I kind of liked that last one.
“Do it,” I said.
Tom dropped his skateboard, raised Fore and leaned back, balancing on the heels of his feet, until the javelin pointed skyward—at the crystal.
Dude looked like a Greek statue, I swear.
I watched him hold his breath, watched him steady himself.
And then he threw.
The javelin cut the air like a knife, soaring at an almost ninety degree angle. I’d once heard a term that means something being fired or thrown just right. “Flying true,” they call it.
I’d never really gotten what that meant until now.
Fore flew true, striking the Eternity Stone somewhere in the lower quarter of its mass. On impact, the javelin flashed an electric blue as its point buried deeply into the crystal, sending cracks, as thin as the threads of a spider web, running in all directions.
An instant later, a roar rose up from the wall of
Malum
, and Tom and I turned to see every ten-legged monster in the world charging toward us.
“Nice throw,” I said.
“Thanks,” he replied. “Now let’s split.”
Snatching up his board, he turned and ran. I kept pace, struggling to pull the second board out of its harness on my back while, behind us, the crystal cracked further.
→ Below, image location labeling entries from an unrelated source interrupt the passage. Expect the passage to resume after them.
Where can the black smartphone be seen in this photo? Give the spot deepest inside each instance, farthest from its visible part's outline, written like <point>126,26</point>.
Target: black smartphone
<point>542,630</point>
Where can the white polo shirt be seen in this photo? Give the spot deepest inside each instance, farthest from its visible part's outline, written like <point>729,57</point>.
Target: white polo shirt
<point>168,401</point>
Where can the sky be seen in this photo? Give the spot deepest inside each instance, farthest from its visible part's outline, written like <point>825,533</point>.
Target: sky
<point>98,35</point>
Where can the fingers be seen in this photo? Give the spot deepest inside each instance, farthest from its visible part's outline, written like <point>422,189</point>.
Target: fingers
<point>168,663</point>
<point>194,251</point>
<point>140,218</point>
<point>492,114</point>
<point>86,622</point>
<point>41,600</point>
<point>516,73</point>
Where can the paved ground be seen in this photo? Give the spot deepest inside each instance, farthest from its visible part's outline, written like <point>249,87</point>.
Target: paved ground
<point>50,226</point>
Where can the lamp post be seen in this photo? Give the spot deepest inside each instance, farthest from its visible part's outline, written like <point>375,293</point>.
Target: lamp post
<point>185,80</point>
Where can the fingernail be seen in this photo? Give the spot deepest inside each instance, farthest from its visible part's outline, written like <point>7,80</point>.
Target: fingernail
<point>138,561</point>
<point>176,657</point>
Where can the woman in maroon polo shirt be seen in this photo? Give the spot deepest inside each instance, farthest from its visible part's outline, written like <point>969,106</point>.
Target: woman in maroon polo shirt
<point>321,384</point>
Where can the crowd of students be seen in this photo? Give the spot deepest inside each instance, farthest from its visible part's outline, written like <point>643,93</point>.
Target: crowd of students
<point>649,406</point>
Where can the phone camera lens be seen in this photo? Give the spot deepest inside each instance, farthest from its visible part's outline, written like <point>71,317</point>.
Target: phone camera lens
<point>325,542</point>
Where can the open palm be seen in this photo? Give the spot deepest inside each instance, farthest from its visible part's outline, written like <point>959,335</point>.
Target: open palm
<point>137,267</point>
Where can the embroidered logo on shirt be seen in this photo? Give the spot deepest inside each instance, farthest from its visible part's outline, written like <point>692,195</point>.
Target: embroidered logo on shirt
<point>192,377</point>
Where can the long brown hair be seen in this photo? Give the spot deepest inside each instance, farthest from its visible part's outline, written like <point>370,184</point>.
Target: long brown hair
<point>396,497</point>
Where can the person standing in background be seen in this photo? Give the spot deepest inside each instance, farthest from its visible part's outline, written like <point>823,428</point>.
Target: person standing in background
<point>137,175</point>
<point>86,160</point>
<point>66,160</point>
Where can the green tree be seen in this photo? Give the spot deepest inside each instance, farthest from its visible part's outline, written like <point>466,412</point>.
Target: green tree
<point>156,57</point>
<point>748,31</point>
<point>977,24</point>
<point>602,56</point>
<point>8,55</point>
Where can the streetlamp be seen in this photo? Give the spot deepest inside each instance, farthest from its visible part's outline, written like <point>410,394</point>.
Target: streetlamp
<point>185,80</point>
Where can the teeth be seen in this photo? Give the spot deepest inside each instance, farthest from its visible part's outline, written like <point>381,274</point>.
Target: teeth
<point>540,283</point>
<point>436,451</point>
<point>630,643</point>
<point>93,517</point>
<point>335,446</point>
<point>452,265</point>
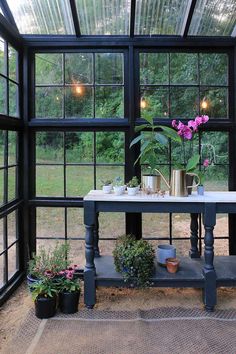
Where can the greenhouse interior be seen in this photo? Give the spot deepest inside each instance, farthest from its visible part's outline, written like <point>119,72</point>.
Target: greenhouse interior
<point>96,93</point>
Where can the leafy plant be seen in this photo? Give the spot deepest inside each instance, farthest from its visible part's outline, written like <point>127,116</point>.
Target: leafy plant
<point>133,182</point>
<point>46,287</point>
<point>153,141</point>
<point>134,259</point>
<point>49,262</point>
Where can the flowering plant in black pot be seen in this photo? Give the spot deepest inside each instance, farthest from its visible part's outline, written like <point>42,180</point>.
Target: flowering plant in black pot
<point>69,291</point>
<point>134,259</point>
<point>44,294</point>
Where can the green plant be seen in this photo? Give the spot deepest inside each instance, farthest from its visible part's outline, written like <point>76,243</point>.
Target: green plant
<point>134,259</point>
<point>153,141</point>
<point>46,287</point>
<point>133,182</point>
<point>49,262</point>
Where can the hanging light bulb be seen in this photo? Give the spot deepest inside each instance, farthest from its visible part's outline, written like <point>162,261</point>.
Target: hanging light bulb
<point>143,102</point>
<point>204,104</point>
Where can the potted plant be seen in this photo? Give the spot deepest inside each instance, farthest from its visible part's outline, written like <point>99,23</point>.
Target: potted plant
<point>134,259</point>
<point>106,186</point>
<point>44,294</point>
<point>69,291</point>
<point>133,186</point>
<point>118,187</point>
<point>48,262</point>
<point>153,139</point>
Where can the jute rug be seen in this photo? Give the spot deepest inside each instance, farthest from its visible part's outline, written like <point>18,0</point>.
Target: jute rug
<point>163,330</point>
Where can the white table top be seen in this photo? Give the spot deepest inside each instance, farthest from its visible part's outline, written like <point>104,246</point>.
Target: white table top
<point>209,197</point>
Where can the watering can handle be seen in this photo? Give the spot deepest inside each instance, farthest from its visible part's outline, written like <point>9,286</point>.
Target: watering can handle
<point>194,185</point>
<point>167,184</point>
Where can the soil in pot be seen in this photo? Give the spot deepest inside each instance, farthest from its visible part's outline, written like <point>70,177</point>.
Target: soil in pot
<point>45,307</point>
<point>69,301</point>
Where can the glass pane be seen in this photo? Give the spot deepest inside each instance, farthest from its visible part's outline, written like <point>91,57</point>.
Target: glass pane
<point>109,102</point>
<point>79,102</point>
<point>3,95</point>
<point>215,147</point>
<point>155,101</point>
<point>2,271</point>
<point>2,241</point>
<point>109,68</point>
<point>160,16</point>
<point>214,102</point>
<point>11,228</point>
<point>12,192</point>
<point>108,172</point>
<point>155,225</point>
<point>13,100</point>
<point>1,187</point>
<point>183,68</point>
<point>79,147</point>
<point>49,147</point>
<point>42,17</point>
<point>49,102</point>
<point>110,147</point>
<point>13,260</point>
<point>48,69</point>
<point>49,181</point>
<point>12,62</point>
<point>213,69</point>
<point>184,102</point>
<point>79,68</point>
<point>211,17</point>
<point>2,147</point>
<point>154,68</point>
<point>50,222</point>
<point>103,17</point>
<point>79,180</point>
<point>12,148</point>
<point>75,223</point>
<point>2,56</point>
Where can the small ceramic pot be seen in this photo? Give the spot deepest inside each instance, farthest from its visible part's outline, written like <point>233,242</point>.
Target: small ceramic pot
<point>200,190</point>
<point>131,191</point>
<point>118,190</point>
<point>172,265</point>
<point>163,252</point>
<point>107,189</point>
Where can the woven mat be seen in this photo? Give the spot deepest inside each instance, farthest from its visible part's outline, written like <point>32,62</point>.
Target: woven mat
<point>162,330</point>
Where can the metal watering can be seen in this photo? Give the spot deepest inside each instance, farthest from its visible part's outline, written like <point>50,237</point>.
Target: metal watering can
<point>177,186</point>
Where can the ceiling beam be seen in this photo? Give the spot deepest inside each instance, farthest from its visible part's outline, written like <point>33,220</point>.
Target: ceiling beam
<point>233,34</point>
<point>8,14</point>
<point>188,17</point>
<point>132,17</point>
<point>75,18</point>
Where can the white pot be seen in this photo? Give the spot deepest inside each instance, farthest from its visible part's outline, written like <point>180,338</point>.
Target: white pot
<point>132,191</point>
<point>107,189</point>
<point>163,252</point>
<point>118,190</point>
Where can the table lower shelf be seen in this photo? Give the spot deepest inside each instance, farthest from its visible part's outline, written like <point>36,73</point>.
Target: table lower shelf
<point>189,274</point>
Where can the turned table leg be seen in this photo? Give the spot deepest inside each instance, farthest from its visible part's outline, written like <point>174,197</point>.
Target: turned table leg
<point>194,252</point>
<point>209,270</point>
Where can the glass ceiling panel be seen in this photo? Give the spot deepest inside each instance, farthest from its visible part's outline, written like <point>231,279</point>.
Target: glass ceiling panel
<point>104,17</point>
<point>159,16</point>
<point>42,16</point>
<point>213,18</point>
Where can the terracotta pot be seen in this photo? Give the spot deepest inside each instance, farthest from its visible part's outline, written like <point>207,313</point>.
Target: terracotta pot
<point>172,265</point>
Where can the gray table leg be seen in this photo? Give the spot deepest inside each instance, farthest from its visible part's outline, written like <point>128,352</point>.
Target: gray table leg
<point>89,270</point>
<point>209,270</point>
<point>96,237</point>
<point>194,252</point>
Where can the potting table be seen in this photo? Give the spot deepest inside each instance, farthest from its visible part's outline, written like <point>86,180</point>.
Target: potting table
<point>205,272</point>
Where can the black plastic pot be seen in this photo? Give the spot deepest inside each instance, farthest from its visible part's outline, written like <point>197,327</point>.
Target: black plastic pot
<point>45,307</point>
<point>69,301</point>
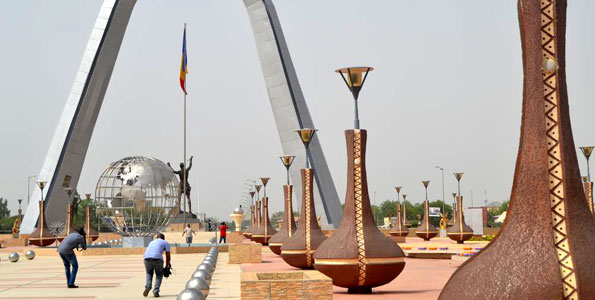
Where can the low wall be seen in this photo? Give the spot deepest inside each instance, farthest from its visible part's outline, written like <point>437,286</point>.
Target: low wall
<point>249,252</point>
<point>293,285</point>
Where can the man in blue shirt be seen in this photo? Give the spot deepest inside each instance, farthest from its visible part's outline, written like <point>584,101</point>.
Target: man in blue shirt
<point>154,263</point>
<point>72,241</point>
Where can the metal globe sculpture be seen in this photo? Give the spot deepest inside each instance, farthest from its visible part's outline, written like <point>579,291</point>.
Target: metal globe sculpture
<point>13,257</point>
<point>30,254</point>
<point>198,284</point>
<point>190,294</point>
<point>137,196</point>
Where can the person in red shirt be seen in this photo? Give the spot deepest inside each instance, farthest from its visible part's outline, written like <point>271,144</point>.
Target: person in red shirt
<point>223,233</point>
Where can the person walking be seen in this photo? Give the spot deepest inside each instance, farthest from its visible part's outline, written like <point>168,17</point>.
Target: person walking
<point>154,263</point>
<point>66,250</point>
<point>223,233</point>
<point>188,232</point>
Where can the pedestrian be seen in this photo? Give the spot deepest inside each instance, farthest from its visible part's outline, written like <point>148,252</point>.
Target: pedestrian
<point>73,241</point>
<point>188,232</point>
<point>154,263</point>
<point>222,233</point>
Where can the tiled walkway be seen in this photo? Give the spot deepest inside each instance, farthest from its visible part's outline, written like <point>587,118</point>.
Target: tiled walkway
<point>107,277</point>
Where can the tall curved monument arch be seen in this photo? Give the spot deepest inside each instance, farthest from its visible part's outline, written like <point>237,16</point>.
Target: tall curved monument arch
<point>67,151</point>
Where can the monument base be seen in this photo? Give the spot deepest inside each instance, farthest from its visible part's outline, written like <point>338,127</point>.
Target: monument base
<point>135,241</point>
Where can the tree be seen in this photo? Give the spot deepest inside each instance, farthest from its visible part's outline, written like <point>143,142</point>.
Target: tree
<point>4,211</point>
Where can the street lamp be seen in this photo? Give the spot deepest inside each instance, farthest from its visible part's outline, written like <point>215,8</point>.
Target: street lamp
<point>354,78</point>
<point>443,200</point>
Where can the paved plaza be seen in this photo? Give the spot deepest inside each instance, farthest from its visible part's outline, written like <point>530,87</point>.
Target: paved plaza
<point>122,276</point>
<point>108,277</point>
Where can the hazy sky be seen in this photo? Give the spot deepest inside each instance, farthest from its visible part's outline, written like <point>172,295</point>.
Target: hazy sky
<point>447,90</point>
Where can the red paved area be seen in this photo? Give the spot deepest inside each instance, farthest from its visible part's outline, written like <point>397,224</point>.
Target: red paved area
<point>422,279</point>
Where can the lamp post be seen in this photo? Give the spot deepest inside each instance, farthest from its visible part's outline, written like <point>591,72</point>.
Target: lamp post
<point>443,200</point>
<point>354,78</point>
<point>29,188</point>
<point>306,135</point>
<point>587,184</point>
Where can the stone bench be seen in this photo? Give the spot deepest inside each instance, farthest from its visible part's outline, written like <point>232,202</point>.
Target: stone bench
<point>248,252</point>
<point>292,285</point>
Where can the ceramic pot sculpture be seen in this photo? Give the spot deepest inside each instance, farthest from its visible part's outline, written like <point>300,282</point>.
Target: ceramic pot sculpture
<point>265,231</point>
<point>406,222</point>
<point>92,235</point>
<point>454,210</point>
<point>41,236</point>
<point>68,226</point>
<point>248,232</point>
<point>298,250</point>
<point>399,229</point>
<point>426,230</point>
<point>358,256</point>
<point>588,188</point>
<point>258,220</point>
<point>288,223</point>
<point>545,247</point>
<point>460,231</point>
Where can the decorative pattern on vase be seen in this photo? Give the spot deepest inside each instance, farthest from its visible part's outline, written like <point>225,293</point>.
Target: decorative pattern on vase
<point>298,250</point>
<point>308,189</point>
<point>589,195</point>
<point>556,173</point>
<point>359,222</point>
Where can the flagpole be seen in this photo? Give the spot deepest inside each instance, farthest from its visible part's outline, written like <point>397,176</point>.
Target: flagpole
<point>185,162</point>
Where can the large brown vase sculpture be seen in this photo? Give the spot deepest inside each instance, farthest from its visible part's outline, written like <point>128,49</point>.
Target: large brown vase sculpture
<point>358,256</point>
<point>406,222</point>
<point>41,236</point>
<point>546,245</point>
<point>92,234</point>
<point>399,229</point>
<point>288,223</point>
<point>298,250</point>
<point>265,231</point>
<point>454,210</point>
<point>426,230</point>
<point>248,232</point>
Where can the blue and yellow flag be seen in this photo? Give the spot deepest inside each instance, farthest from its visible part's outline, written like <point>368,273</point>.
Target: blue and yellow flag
<point>184,67</point>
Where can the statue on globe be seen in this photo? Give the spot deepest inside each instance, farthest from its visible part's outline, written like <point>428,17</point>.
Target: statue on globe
<point>183,174</point>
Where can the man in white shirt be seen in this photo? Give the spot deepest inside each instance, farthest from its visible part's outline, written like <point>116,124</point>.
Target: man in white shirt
<point>154,263</point>
<point>188,232</point>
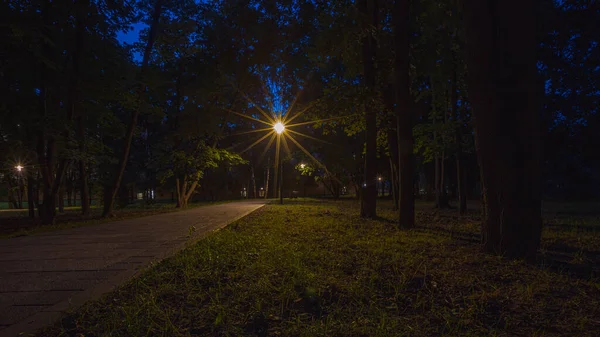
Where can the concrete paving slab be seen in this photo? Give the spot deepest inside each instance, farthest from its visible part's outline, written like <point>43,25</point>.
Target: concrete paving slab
<point>42,276</point>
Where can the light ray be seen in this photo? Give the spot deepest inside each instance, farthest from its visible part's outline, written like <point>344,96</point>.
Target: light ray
<point>248,117</point>
<point>277,148</point>
<point>306,81</point>
<point>316,161</point>
<point>298,114</point>
<point>268,95</point>
<point>269,118</point>
<point>262,155</point>
<point>307,153</point>
<point>285,145</point>
<point>257,141</point>
<point>251,131</point>
<point>289,110</point>
<point>310,137</point>
<point>316,121</point>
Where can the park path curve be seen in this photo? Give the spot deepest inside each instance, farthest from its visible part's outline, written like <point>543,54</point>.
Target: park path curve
<point>44,275</point>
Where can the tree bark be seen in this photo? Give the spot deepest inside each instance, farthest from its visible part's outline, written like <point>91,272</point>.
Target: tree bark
<point>404,120</point>
<point>30,197</point>
<point>461,182</point>
<point>109,202</point>
<point>253,179</point>
<point>394,161</point>
<point>503,92</point>
<point>61,198</point>
<point>369,195</point>
<point>268,169</point>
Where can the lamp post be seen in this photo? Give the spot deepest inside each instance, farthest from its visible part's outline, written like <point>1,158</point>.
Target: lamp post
<point>19,169</point>
<point>279,128</point>
<point>302,166</point>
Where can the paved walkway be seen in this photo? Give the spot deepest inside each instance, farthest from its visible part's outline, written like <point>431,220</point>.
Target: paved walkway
<point>43,275</point>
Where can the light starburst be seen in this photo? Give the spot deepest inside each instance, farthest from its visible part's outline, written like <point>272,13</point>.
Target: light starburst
<point>278,128</point>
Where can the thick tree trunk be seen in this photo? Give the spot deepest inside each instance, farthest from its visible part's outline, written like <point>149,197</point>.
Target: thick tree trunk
<point>61,199</point>
<point>394,161</point>
<point>461,183</point>
<point>503,93</point>
<point>30,196</point>
<point>69,189</point>
<point>253,179</point>
<point>404,120</point>
<point>108,205</point>
<point>268,169</point>
<point>394,177</point>
<point>369,194</point>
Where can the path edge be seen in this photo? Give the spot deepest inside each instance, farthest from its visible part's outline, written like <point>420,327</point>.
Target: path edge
<point>32,324</point>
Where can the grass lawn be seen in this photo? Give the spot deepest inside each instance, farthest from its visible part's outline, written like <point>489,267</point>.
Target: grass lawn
<point>15,223</point>
<point>316,269</point>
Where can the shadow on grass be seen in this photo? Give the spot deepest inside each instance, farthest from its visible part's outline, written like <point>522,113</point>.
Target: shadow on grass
<point>558,258</point>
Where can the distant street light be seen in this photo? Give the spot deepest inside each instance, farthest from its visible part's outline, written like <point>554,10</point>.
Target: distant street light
<point>279,127</point>
<point>19,169</point>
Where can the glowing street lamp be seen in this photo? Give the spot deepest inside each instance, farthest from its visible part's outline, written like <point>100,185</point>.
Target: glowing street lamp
<point>279,127</point>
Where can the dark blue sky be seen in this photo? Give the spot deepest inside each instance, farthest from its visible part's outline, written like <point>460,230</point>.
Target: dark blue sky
<point>132,36</point>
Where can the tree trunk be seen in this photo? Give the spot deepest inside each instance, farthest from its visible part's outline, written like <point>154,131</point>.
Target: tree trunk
<point>369,194</point>
<point>394,161</point>
<point>30,197</point>
<point>502,89</point>
<point>61,199</point>
<point>394,177</point>
<point>109,202</point>
<point>404,120</point>
<point>69,188</point>
<point>461,182</point>
<point>253,179</point>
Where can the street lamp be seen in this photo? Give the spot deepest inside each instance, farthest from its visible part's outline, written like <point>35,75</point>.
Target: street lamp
<point>19,169</point>
<point>279,128</point>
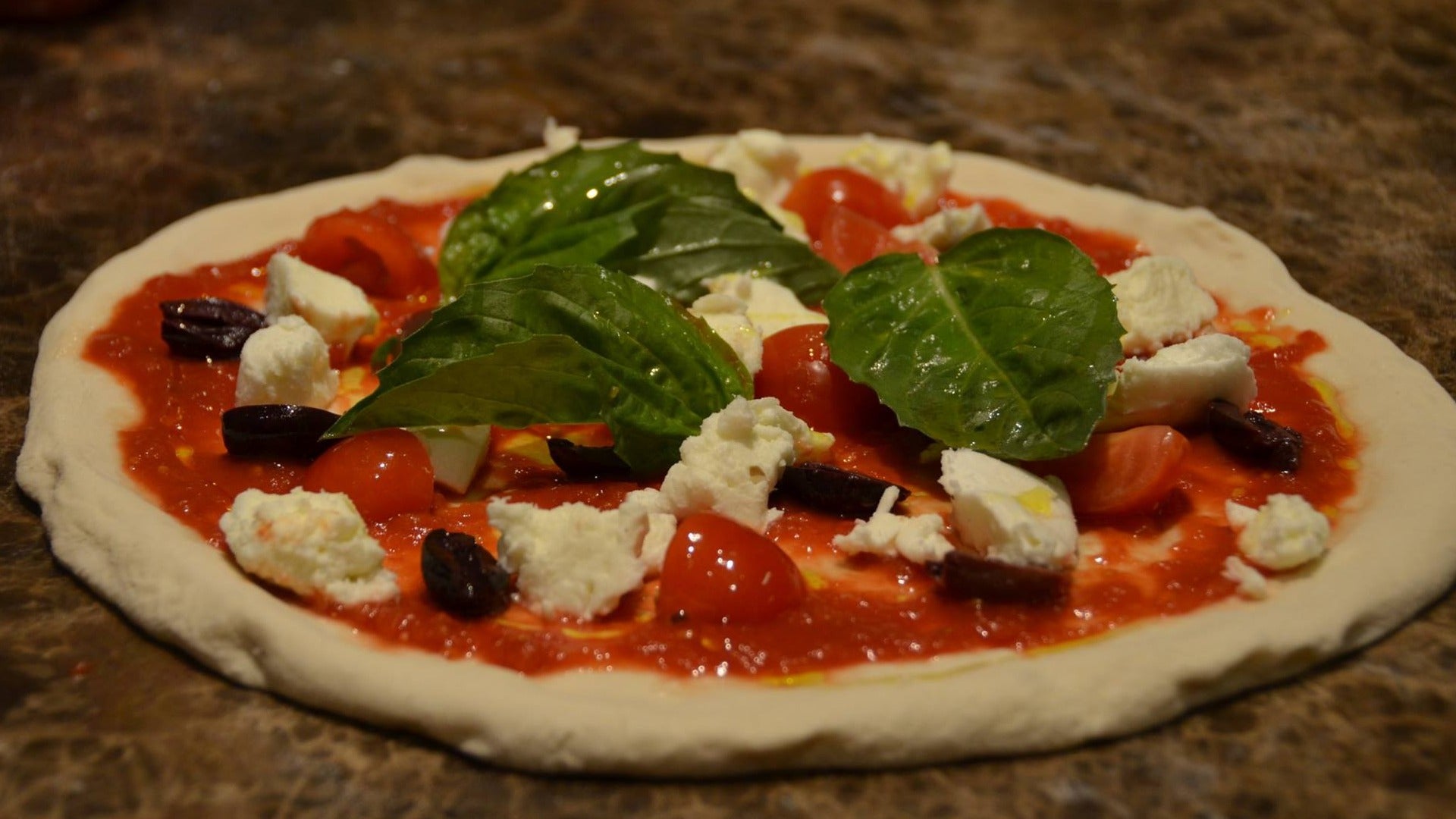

The sound was thin and strange, almost musical. Under that sweet sound, faint but getting louder, was the
boom boom boom
of thousands of
Malum
feet crossing the Ether.
I wondered fleetingly what they meant to do. Kill us, of course. But what difference would that make now? Whatever damage we were capable of causing we’d already caused.
Or maybe Tom had been right. They
were
finally ready to see the Eternity Stone destroyed. And now that it had been, they’d decided to do the same to us, just on general principle.
Sounds pretty
Malum
, huh?
The two of us reached the lip of the Void, the landing where the Energy Ferry would have been, if I’d ridden it here. In front of us stretched the Sea of Ripples—the maze of half-pipes between us and home. And behind us, no more than twenty yards back, came the thundering horde. Not far away, the crystal had begun to visibly vibrate, and the area around where Fore had “wounded” it looked almost as if it was throbbing.
Tom said to me. “Ready?”
I nodded. “The Sons of Ritter ride again!”
He grinned.
Then we jumped off the edge of the Ethereal slab together, dropping side-by-side into the first half-pipe.
I’d always known that Tom could skateboard. I’d always known he was good at it. But he wasn’t good at it; he was
great
at it, way better than me.
Sometimes, I think that might be a good catch phrase for the dude.
“Tom Jefferson: Way Better Than Will Ritter!”
Yeah.
Anyway, he handled each new pipe as if he’d done this a thousand times, barely straining, barely shifting his weight, every move calculated and minimal. By comparison, I felt like a clumsy idiot, struggling to keep pace, all the while terrified that I’d miss a mark and break either my board or my neck.
And, if that happened, I knew Tom would never abandon me.
So to keep
him
alive, which had after all been the point, I needed to keep
me
alive.
It took us more than a minute to reach the lengthwise half-pipe, and another minute to serpentine our way along it. I was skating faster than I ever had in my life, my mind’s eye focused on the collapsing Eternity Stone, all the while trying hard not to think about the Ether that would entomb us if we didn’t make it back to the Rift in time.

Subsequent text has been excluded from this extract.